After the 1974-75 training camp Joe was designated to Providence Rhode Island Reds of the AHL. This year was a highlight year as he was called to the Rangers on numerous occasions. Ending the year Joe was the recipient of the “Eddie Shore Award” which is for being the League's Best Defenseman. This same season he was selected to the 1st All Star Team, and was runner up to the League's MVP Award. Joe obtained team honors that included MVP and Best Defenseman.

Joe Zanussi's only hockey card noted that he had a big smile. He signed originally with the Detroit Red Wings and played with the New York Rangers, Winnipeg Jets, St. Louis Blues, and Boston Bruins.  He was part of the 1975 "Biggest Trade In Hockey History"  which brought Phil Esposito to the Rangers and sent Brad Park and Jean Ratelle to the Bruins. When the trade occurred, Joe was the leading scorer in the American Hockey League. Zanussi scored his only NHL goal while with the Bruins.  It occurred on February 1, 1976 in Boston's 5-3 home win over the Atlanta Flames.
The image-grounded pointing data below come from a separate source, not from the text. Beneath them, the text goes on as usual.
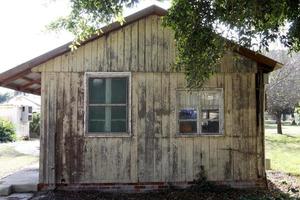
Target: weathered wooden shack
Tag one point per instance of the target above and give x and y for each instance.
(115, 116)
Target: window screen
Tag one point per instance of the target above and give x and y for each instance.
(199, 111)
(107, 105)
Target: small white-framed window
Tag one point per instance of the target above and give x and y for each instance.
(200, 112)
(107, 103)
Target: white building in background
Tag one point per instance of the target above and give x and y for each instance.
(19, 110)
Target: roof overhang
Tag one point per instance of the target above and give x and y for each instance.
(21, 78)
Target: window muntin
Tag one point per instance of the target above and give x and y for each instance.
(188, 120)
(107, 101)
(200, 112)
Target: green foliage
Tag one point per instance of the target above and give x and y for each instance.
(4, 97)
(200, 28)
(34, 126)
(88, 16)
(7, 131)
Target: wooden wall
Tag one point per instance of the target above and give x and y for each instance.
(154, 153)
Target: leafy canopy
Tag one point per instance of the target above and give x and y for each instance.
(200, 27)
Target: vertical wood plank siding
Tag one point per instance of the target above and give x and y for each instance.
(154, 153)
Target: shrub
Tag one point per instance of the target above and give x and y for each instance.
(34, 127)
(7, 131)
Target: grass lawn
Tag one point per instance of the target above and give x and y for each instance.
(283, 150)
(12, 160)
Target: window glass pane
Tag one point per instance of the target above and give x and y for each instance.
(118, 126)
(97, 112)
(96, 126)
(210, 114)
(118, 112)
(96, 90)
(188, 113)
(188, 127)
(210, 127)
(118, 90)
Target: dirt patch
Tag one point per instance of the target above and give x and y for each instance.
(285, 183)
(281, 187)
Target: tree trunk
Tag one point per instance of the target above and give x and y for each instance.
(278, 121)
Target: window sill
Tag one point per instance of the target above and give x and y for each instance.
(108, 135)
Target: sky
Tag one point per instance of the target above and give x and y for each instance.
(23, 35)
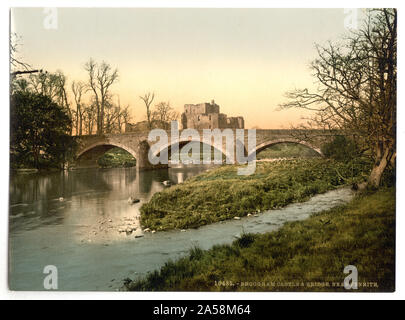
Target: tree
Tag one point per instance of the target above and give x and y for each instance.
(163, 114)
(90, 117)
(101, 78)
(147, 98)
(17, 66)
(78, 89)
(52, 85)
(39, 131)
(356, 92)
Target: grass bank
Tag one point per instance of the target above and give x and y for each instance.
(116, 158)
(308, 255)
(222, 194)
(287, 150)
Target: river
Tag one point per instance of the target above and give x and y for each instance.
(74, 220)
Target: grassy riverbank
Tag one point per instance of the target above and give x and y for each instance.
(117, 158)
(312, 251)
(287, 150)
(222, 194)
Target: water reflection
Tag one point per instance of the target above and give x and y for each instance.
(85, 197)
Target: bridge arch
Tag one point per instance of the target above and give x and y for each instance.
(88, 155)
(269, 143)
(111, 144)
(182, 142)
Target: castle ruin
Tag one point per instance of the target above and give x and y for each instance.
(207, 116)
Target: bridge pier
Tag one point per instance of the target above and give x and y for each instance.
(142, 160)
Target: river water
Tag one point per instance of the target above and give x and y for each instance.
(74, 220)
The coming year proved to be very unsettling and a year of many moves. Joe went from Boston to Rochester (A.H.L.) then back to Boston and after a trade at Christmas he was sent to the St. Louis Blues then on to the Kansas City Blues of the Central Hockey League. This team took top honors and eventually won the Adams Cup (Central League Championship). Joe attended one more training camp with the St. Louis Blues but was assigned to the Salt Lake Golden Eagles of the Central Hockey League. He was voted to the League's 1st All Star Team and received the team's Best Defenseman Award. Zanussi led the AHL in scoring at the time, with 19 points through 11 games.

Career highlights
1967-68: 1st league captain of the Swift Current Broncos of the Western Canadian Junior Hockey League; WCJHL Second All-Star Team; member of the 1968 Estevan Bruins, 1968 Memorial Cup Champions.
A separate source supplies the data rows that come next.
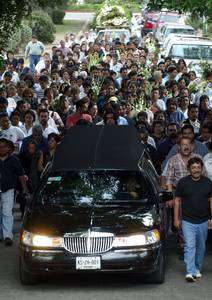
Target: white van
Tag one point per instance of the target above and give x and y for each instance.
(191, 49)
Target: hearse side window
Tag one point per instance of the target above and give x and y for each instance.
(149, 168)
(77, 187)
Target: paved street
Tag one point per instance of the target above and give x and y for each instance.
(79, 16)
(101, 287)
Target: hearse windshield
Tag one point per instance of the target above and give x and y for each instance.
(90, 187)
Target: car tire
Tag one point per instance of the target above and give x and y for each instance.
(27, 278)
(158, 276)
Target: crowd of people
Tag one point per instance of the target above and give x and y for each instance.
(85, 82)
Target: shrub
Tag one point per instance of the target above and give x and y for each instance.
(20, 37)
(42, 25)
(57, 16)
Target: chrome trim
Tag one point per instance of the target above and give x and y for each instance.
(89, 242)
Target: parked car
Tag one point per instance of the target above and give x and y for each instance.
(172, 38)
(114, 33)
(173, 28)
(168, 17)
(192, 49)
(99, 208)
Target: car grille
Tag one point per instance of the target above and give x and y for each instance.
(88, 244)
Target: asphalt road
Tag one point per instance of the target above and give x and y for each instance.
(79, 16)
(104, 287)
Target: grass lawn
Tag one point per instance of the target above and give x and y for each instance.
(93, 7)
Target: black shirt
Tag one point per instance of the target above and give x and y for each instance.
(194, 198)
(10, 170)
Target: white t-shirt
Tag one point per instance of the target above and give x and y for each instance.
(207, 160)
(26, 132)
(49, 130)
(13, 134)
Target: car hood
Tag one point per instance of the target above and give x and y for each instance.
(119, 220)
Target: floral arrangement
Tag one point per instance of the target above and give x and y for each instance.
(93, 60)
(145, 72)
(112, 14)
(199, 85)
(96, 87)
(206, 68)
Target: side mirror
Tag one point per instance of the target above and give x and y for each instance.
(166, 196)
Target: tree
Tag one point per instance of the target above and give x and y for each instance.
(194, 7)
(11, 14)
(13, 11)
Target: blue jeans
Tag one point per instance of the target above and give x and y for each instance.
(6, 214)
(33, 60)
(195, 236)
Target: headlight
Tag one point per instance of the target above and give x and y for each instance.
(151, 237)
(36, 240)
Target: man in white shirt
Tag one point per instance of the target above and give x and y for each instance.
(43, 118)
(34, 50)
(9, 132)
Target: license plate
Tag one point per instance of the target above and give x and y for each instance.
(88, 263)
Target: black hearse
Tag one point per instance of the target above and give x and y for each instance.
(98, 208)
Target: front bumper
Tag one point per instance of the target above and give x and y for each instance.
(140, 260)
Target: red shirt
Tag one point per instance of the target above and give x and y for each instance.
(72, 119)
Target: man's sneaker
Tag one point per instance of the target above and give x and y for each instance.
(190, 278)
(8, 242)
(198, 275)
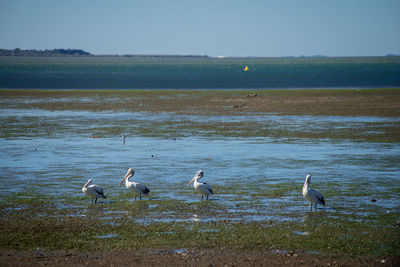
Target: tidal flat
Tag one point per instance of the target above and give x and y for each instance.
(254, 146)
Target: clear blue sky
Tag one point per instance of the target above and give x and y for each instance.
(202, 27)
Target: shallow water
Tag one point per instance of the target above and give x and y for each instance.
(51, 154)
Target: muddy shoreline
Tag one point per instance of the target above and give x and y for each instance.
(22, 228)
(183, 257)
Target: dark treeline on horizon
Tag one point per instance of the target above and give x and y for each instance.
(42, 53)
(17, 52)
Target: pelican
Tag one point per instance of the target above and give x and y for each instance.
(136, 187)
(93, 190)
(202, 188)
(312, 195)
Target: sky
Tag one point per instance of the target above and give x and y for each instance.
(267, 28)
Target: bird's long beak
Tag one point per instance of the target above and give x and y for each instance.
(127, 176)
(194, 178)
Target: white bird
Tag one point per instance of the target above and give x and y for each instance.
(123, 139)
(312, 195)
(202, 188)
(136, 187)
(93, 190)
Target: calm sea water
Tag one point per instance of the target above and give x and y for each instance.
(198, 73)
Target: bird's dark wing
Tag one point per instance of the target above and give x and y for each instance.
(321, 199)
(99, 190)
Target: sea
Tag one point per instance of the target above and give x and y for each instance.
(151, 72)
(51, 154)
1970-71: CHL MVP (tie); CHL 2nd team all star; team sportsmanship award; CHL best defenseman.

1972-73: Assisted on first ever Winnipeg Jets regular season WHA goal.

1973-74: Winnipeg Jets most exciting player as voted by the fans.

1974-75: Eddie Shore Award (AHL Best Defenseman); MVP Runner Up; 1st team all star; Providence Reds team MVP and Defensive awards.

1977-78: CHL 1st team all star; Salt Lake Golden Eagles best defenseman.

Trades
May 24, 1972: Traded to the New York Rangers by the Detroit Red Wings along with the Red Wings first round choice in the 1972 draft (#10 overall, Rangers selected Al Blanchard) in exchange for Gary Doak and Rick Newell.

Nov. 7, 1975: Traded to the Boston Bruins by the New York Rangers along with Jean Ratelle and Brad Park in exchange for Phil Esposito and Carol Vadnais.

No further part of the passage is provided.